Georgian racing driver (born 1971)

Shota Merabovich Abkhazava (Шота Мерабович Абхазава, born 12 August 1971) is a Kazakh race car designer, racing driver, businessman and owner of race tracks in Russia, Georgia and Latvia.

==Racing==
In 1993, Abkhazava graduated from the Moscow State Automobile and Road Technical University (MADI) trained as race cars engineer. While studying, he was involved into the "Astrada" and "Gardarika" single seater projects. He worked in the MADI Laboratory of Sport Cars, a famous Soviet and Russian car design bureau. In 1998 he established his first race cars design company and a team named "Pilot F3 Engineering". In 1999 the team competed in the very front in the Formula Three Championship of Russia, with Italian driver Fabio Babini at the wheel of the most up-to-date Formula 3 car "Dallara F399". A year after, the team has changed its name to "ArtLine Engineering", and in 2001 another Italian pilot, Maurizio Mediani, brought the first Champion's title to ArtLine.
In 2003 Abkhazava moulded the team from Formula 3 into the national Formula 1600. After a year, he announced that the team is ready to use new chassis of its own design, named ArtTech. Meanwhile, for the first time he was elected into the Committee for Circuit Racing of the Russian Automobile Federation as a coordinator of the national Formula 1600. In November 2004 the ArtTech race car was presented to public during "Sport Motor Tuning Exhibition" in Moscow.

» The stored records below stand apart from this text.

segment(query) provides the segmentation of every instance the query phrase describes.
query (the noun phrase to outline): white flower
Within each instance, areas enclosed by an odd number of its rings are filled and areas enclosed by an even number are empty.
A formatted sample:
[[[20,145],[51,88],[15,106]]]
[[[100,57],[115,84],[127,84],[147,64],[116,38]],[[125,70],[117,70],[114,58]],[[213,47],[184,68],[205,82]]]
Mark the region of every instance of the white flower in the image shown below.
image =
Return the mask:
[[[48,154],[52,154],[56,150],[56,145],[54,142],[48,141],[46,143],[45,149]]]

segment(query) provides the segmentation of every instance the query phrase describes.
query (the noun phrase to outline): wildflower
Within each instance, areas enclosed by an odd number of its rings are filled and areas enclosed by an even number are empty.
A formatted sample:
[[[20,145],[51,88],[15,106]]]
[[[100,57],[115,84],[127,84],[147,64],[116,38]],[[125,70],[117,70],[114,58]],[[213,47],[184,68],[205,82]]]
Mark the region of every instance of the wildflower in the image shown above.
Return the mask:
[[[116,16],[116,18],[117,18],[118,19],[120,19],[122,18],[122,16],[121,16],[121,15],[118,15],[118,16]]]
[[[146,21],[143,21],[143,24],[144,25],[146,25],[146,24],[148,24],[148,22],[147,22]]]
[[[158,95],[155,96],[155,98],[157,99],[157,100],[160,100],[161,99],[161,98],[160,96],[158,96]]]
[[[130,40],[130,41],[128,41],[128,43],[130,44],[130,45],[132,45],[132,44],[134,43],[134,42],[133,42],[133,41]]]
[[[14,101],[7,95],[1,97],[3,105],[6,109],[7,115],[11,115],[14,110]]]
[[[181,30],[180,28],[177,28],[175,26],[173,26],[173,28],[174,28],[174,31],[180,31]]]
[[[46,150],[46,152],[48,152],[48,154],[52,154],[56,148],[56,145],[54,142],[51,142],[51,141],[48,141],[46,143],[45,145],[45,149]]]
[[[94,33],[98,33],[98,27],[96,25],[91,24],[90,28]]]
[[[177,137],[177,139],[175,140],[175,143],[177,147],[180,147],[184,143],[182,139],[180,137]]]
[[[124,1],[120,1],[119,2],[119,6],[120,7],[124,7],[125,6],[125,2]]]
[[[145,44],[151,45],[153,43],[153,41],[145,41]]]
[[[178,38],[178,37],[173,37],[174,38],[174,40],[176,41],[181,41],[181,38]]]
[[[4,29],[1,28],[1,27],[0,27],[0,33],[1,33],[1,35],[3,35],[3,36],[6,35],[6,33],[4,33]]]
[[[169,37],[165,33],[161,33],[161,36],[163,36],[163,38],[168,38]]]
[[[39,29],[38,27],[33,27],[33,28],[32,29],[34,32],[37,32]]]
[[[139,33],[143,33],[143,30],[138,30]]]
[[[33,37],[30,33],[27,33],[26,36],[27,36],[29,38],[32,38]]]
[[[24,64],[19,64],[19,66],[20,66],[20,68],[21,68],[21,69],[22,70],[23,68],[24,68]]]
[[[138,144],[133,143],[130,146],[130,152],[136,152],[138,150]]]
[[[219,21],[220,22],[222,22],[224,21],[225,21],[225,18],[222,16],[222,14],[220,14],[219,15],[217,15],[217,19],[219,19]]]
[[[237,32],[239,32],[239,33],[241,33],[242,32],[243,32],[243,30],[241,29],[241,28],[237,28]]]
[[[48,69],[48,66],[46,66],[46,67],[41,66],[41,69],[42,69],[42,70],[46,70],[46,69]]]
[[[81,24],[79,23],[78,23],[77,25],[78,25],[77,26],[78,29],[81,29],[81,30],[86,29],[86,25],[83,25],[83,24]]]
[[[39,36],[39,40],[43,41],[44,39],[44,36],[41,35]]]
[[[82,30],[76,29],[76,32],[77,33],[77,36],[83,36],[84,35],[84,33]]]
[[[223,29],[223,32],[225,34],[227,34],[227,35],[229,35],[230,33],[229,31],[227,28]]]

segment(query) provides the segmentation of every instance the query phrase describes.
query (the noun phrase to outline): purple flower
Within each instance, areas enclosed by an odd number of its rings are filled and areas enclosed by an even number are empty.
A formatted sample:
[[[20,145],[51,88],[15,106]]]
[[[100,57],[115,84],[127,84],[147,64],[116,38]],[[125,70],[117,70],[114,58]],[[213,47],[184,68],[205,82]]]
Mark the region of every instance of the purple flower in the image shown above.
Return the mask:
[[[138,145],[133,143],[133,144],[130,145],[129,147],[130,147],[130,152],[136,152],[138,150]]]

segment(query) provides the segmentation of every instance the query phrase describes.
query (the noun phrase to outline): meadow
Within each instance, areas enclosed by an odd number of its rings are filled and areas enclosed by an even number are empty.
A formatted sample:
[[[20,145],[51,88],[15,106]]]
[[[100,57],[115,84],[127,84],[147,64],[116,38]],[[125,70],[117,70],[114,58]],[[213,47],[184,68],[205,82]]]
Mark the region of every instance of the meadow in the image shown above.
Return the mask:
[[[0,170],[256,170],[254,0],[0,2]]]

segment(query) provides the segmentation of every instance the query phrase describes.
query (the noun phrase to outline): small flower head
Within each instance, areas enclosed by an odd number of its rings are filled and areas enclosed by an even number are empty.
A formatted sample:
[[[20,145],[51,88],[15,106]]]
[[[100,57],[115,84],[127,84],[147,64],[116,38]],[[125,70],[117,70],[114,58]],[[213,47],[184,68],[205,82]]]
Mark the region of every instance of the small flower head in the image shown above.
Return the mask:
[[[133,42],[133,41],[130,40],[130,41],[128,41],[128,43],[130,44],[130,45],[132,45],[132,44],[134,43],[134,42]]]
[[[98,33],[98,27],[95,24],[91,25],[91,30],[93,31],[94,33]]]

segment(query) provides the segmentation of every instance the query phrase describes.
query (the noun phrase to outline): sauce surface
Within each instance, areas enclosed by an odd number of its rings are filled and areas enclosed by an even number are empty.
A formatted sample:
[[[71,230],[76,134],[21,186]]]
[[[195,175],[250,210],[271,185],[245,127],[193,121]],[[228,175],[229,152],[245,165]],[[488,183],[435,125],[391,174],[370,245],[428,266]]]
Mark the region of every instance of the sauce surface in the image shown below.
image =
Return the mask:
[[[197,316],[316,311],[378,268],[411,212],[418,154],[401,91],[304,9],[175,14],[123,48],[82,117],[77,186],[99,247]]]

In 2005, Abkhazava ran one of the first Russian sports marketing seminars, "Sportsmarketing 2005". Managed by Abkhazava, Formula 1600 was top-ranked as "class of the year" by Russian leading motorsports blog "iloveracing.ru". Abkhazava initiated his first race track project "ADM Raceway" at the Miachkovo airfield. On 23 July 2006 new circuit hosted the first official competitions. After Neva-Ring circuit in St-Petersburg was destroyed, Miachkovo became the only permanent circuit in the Western part of the country, effectively saving national circuit racing from death.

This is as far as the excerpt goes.